Infant massage has been shown to reduce infants’ pain, stimulate weight in preterm infants, and improve infants’ rest-activity cycle, among other results. In new research, investigators looked at the effect of meridian massage on physical growth and infants’ health as perceived by their mothers.
Meridian massage is a traditional practice that manually stimulates the body’s meridian system—the same network of vital energy channels used in acupuncture, according to an abstract published on www.pubmed.gov.

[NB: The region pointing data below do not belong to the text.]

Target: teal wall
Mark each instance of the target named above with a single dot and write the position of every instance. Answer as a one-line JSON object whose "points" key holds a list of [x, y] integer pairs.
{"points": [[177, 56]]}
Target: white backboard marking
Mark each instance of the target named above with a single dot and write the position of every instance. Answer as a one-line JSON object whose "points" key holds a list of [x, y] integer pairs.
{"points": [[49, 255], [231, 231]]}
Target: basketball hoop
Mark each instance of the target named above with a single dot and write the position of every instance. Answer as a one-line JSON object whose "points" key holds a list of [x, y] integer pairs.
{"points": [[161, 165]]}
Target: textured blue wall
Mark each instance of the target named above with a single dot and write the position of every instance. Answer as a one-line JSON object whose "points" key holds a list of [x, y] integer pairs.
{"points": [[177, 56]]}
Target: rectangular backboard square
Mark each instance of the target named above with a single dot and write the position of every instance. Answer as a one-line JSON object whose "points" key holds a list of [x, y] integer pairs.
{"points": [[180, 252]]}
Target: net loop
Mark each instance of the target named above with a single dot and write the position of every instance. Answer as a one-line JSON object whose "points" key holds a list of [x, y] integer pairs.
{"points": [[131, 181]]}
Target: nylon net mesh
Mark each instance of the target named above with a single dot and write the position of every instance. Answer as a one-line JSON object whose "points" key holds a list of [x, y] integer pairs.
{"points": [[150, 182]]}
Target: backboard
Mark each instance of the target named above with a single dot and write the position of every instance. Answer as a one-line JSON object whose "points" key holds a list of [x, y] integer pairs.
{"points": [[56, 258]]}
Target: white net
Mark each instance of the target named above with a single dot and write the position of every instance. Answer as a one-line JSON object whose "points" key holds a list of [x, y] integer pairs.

This study was conducted in a community health center in Korea. 169 healthy infant-mother dyads were assigned to meridian massage group or a gentle touch massage group, based on the mothers’ preference, the abstract noted.

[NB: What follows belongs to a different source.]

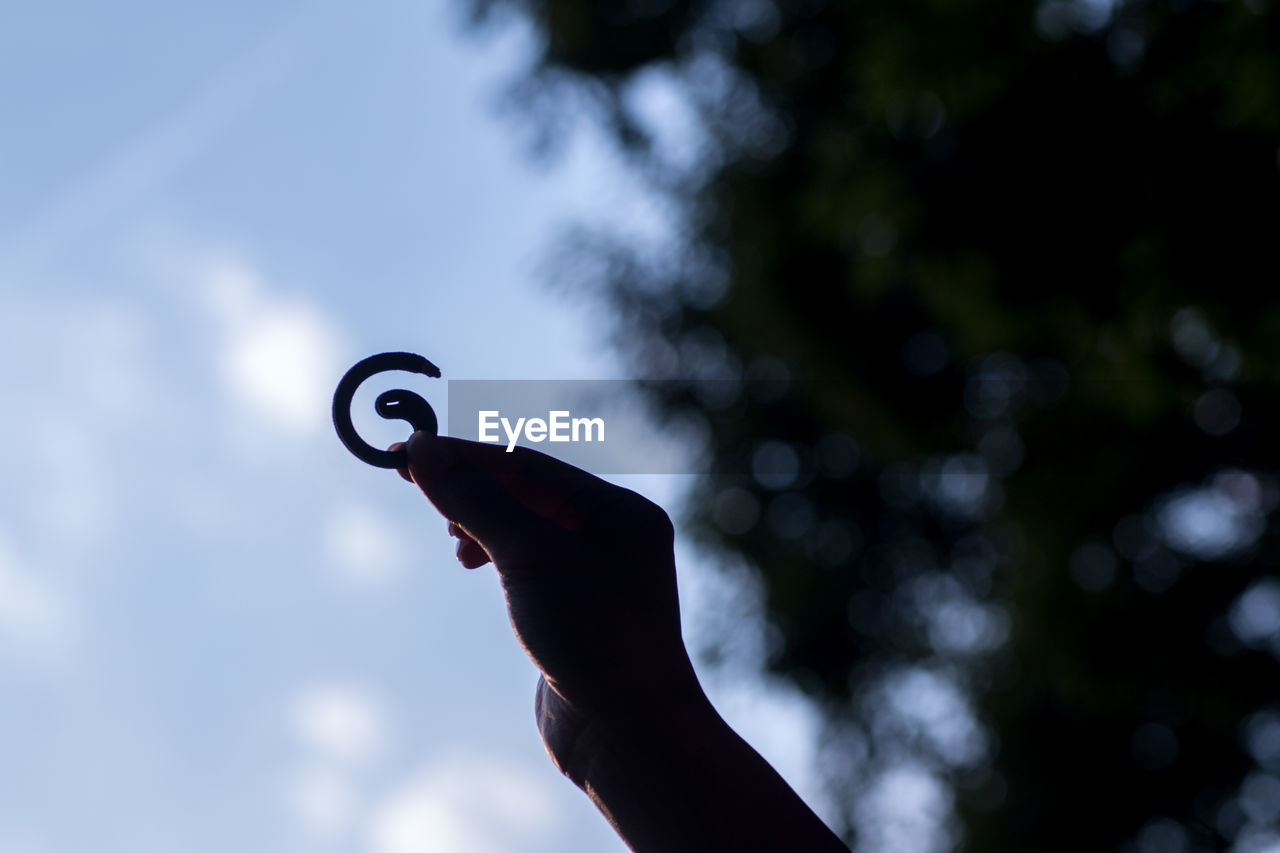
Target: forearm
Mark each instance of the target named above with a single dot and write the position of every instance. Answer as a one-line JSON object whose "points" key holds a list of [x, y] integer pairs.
{"points": [[677, 778]]}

All of the massages were conducted by the mothers for 15 minutes per session, one time daily over a course of six weeks, according to the abstract. In each group, the infant’s weight, height and number of days with illness as perceived by mothers and related clinic visits were measured.
Among the results:
• Significant differences were observed in weight and height after six weeks between the meridian group and gentle touch massage group, with the meridian group showing greater increases.
• Infants in the meridian massage group showed significantly different number of days with perceived clinic visits compared to those in the control group.
“Meridian massage may facilitate physical growth and improve infant’s health outcome as perceived by mothers,” the researchers noted. “A randomized controlled trial is required to further explore the effects of meridian massage in early infancy.”
The study ran in the journal Pediatrics International.